Virginia high-schoolers build Fuller Center house and get life lessons
After a year of hard work on a Fuller Center house, Carroll County High School students will soon roll their project out on Main Street for the entire town to see.
But the display is not just a matter of pride – the modular house was built in two halves at a work site just outside of the high school. Once the halves successfully arrive at their permanent location, they’ll be put together to make a home.
“We would not have been able to accomplish what we’ve been able to accomplish if we had tried to do it on an actual building site because of the time involved with transporting students to and from the site,” explained Oliver McBride, director of The Fuller Center-Carroll County Greater Area. “This way, they just kind of walked out the shop doors and up behind the baseball field there was the house that they were working on.”
The unusual work site also served as a way to get the word out about the project.
“We put up a sign on the side of the road that told everybody what was going on,” McBride said.
The high school students, mainly those in the building trades class, did the bulk of the work on the project.
In 2010, the building trades class was named an exemplary program in the state of Virginia by the Virginia Department of Education, partially because of this work.
But students from a range of disciplines have also partaken in the project, though not necessarily providing manual labor.
“Folks in the drafting program have been involved, folks in the mass media class at the high school have been involved – they’ve actually helped to create a website for us,” McBride said.
“These students, it’s meant a whole lot to them,” he added. “One, they’ve learned a lot by being able to build a house.
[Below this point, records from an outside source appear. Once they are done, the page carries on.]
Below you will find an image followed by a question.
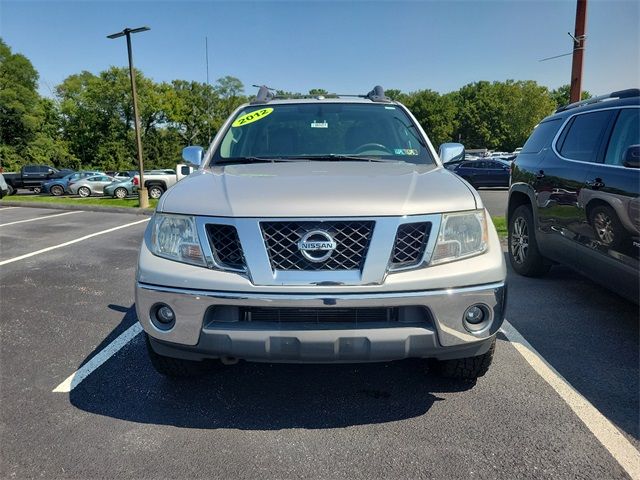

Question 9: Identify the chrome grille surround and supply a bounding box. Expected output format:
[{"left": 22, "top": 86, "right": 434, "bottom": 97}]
[
  {"left": 260, "top": 220, "right": 374, "bottom": 272},
  {"left": 195, "top": 214, "right": 442, "bottom": 287},
  {"left": 389, "top": 222, "right": 431, "bottom": 271}
]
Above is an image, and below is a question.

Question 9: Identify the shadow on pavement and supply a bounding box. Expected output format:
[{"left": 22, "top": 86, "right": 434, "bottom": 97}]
[
  {"left": 507, "top": 259, "right": 640, "bottom": 445},
  {"left": 69, "top": 306, "right": 474, "bottom": 430}
]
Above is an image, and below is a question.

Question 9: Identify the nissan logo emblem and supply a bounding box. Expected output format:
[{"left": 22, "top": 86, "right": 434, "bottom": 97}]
[{"left": 298, "top": 230, "right": 336, "bottom": 263}]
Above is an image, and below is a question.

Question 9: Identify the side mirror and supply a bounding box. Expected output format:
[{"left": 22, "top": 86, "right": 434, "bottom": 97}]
[
  {"left": 623, "top": 145, "right": 640, "bottom": 168},
  {"left": 439, "top": 143, "right": 464, "bottom": 164},
  {"left": 182, "top": 146, "right": 204, "bottom": 165}
]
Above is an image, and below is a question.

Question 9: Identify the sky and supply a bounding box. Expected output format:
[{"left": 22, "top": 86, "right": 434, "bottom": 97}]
[{"left": 0, "top": 0, "right": 640, "bottom": 96}]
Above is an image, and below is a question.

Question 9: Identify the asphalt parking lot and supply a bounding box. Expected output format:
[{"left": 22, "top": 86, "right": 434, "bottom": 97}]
[{"left": 0, "top": 207, "right": 640, "bottom": 479}]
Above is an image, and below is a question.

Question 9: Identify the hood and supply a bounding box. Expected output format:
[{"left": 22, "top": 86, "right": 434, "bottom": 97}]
[{"left": 158, "top": 161, "right": 480, "bottom": 217}]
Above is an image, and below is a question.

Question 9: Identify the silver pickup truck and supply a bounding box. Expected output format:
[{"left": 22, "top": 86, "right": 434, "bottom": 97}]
[{"left": 136, "top": 87, "right": 506, "bottom": 379}]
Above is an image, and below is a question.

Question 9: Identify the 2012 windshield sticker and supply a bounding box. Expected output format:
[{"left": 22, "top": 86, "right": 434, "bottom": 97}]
[
  {"left": 393, "top": 148, "right": 418, "bottom": 155},
  {"left": 231, "top": 108, "right": 273, "bottom": 127}
]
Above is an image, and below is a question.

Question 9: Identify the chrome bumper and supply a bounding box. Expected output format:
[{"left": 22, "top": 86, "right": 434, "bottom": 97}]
[{"left": 136, "top": 282, "right": 506, "bottom": 362}]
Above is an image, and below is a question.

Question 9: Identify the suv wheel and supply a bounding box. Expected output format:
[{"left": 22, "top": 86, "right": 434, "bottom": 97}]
[
  {"left": 144, "top": 333, "right": 205, "bottom": 377},
  {"left": 508, "top": 205, "right": 551, "bottom": 277},
  {"left": 435, "top": 338, "right": 496, "bottom": 380},
  {"left": 149, "top": 185, "right": 164, "bottom": 200},
  {"left": 589, "top": 205, "right": 624, "bottom": 248}
]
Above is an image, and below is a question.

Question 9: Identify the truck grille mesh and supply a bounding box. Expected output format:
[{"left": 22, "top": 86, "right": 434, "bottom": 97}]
[
  {"left": 207, "top": 224, "right": 246, "bottom": 270},
  {"left": 260, "top": 221, "right": 374, "bottom": 271},
  {"left": 391, "top": 222, "right": 431, "bottom": 269}
]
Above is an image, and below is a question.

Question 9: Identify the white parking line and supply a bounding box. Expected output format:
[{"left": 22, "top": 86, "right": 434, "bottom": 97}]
[
  {"left": 502, "top": 320, "right": 640, "bottom": 479},
  {"left": 53, "top": 322, "right": 142, "bottom": 393},
  {"left": 0, "top": 218, "right": 150, "bottom": 266},
  {"left": 0, "top": 210, "right": 82, "bottom": 227}
]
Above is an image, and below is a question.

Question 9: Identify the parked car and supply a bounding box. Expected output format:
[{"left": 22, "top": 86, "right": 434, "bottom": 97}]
[
  {"left": 447, "top": 159, "right": 511, "bottom": 188},
  {"left": 103, "top": 178, "right": 138, "bottom": 198},
  {"left": 3, "top": 165, "right": 73, "bottom": 195},
  {"left": 67, "top": 174, "right": 119, "bottom": 197},
  {"left": 0, "top": 173, "right": 9, "bottom": 198},
  {"left": 42, "top": 171, "right": 102, "bottom": 197},
  {"left": 104, "top": 170, "right": 140, "bottom": 180},
  {"left": 133, "top": 163, "right": 193, "bottom": 198},
  {"left": 508, "top": 89, "right": 640, "bottom": 302},
  {"left": 135, "top": 87, "right": 506, "bottom": 380}
]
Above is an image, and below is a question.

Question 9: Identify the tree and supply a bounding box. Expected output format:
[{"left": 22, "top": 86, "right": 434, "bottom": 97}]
[{"left": 0, "top": 35, "right": 39, "bottom": 165}]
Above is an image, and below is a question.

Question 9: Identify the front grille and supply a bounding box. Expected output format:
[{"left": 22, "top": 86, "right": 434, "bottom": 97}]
[
  {"left": 391, "top": 222, "right": 431, "bottom": 270},
  {"left": 260, "top": 221, "right": 374, "bottom": 271},
  {"left": 207, "top": 224, "right": 246, "bottom": 270},
  {"left": 240, "top": 307, "right": 390, "bottom": 323}
]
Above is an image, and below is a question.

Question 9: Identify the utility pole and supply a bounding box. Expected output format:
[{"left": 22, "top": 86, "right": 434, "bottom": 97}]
[
  {"left": 569, "top": 0, "right": 587, "bottom": 103},
  {"left": 107, "top": 27, "right": 150, "bottom": 208}
]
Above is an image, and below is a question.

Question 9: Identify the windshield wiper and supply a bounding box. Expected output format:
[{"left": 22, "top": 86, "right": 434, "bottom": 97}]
[
  {"left": 287, "top": 153, "right": 404, "bottom": 163},
  {"left": 213, "top": 157, "right": 304, "bottom": 166}
]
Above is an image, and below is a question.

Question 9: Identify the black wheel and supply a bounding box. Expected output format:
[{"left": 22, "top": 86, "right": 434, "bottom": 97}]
[
  {"left": 50, "top": 185, "right": 64, "bottom": 197},
  {"left": 113, "top": 187, "right": 129, "bottom": 198},
  {"left": 589, "top": 205, "right": 625, "bottom": 248},
  {"left": 435, "top": 338, "right": 496, "bottom": 380},
  {"left": 144, "top": 333, "right": 205, "bottom": 377},
  {"left": 508, "top": 205, "right": 551, "bottom": 277},
  {"left": 149, "top": 185, "right": 164, "bottom": 200}
]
And two, they’ve learned what it means to be able to serve others by being able to participate in the building of the house. There have been a lot of practical lessons about construction but there have been a lot of life lessons about service to others that they have learned. “
Instructors: ‘Something we can’t replicate in a lab’
Rusty Warren and Vance Leggetts, building trades program instructors who are also members of the local Fuller Center board, initially established the partnership with the local high school.
“It proved to be a tremendous learning experience for the students because they were able to do hands-on building of a house. That’s something we can’t replicate in a lab,” Warren said. “While student labor is slower than a professional coming in, as far as being able to construct the house, they did a good quality job, and I was really impressed with the amount of work we were able to get done in that abbreviated time.”
Not to mention that the students will see their work make a tangible difference in a family’s life.
“While schools do a lot with community service, it’s often through a faceless, nameless, impersonal organization,” Warren said. “That’s one of the great things about this – the students will be able to say, hey I helped so-and-so. I did this. They can say that with pride and that’s something that they can say every time they ride by the house.”
Once the house halves are put together, members of the community will have more of an opportunity to get involved as well.
“We’ve had tremendous support from the community– it’s really been a group effort,” Warren said. “Once the house is moved, we’ll have work days for the community so they can come in and get involved, to feel like they’re more a part of this project, and it’s not just a high school project. Then the community will start getting a little more ownership.”
This project is the second that the two-year-old Fuller Center covenant partner has undertaken. Their first project entailed raising money for a house in Haiti in the spring of 2010 – The students at the high school raised $3000 through Skills USA for a house in Haiti, which was matched by another $3,000 from a Fuller Center supporter.
“Our students were really excited about doing that,” McBride said. “That was kind of the initial trying to help build public awareness among the students, and then among the community, of what the Fuller Center was.”
And it’s likely that after rolling the house on wheels through Main Street later this month or early December, even more locals will know about the covenant partner.
Just who will live in the house has yet to be determined, however.
“That’s been the slow part of this … we’ve had some other applicants who didn’t quite pan out,” McBride said.
But once that third and most important piece is put into place, they’ll have reason to celebrate.
“We’re certainly excited,” McBride said. “This is something we’ve been working on for a good while and we’re excited to kind of see it beginning to take its final shape.”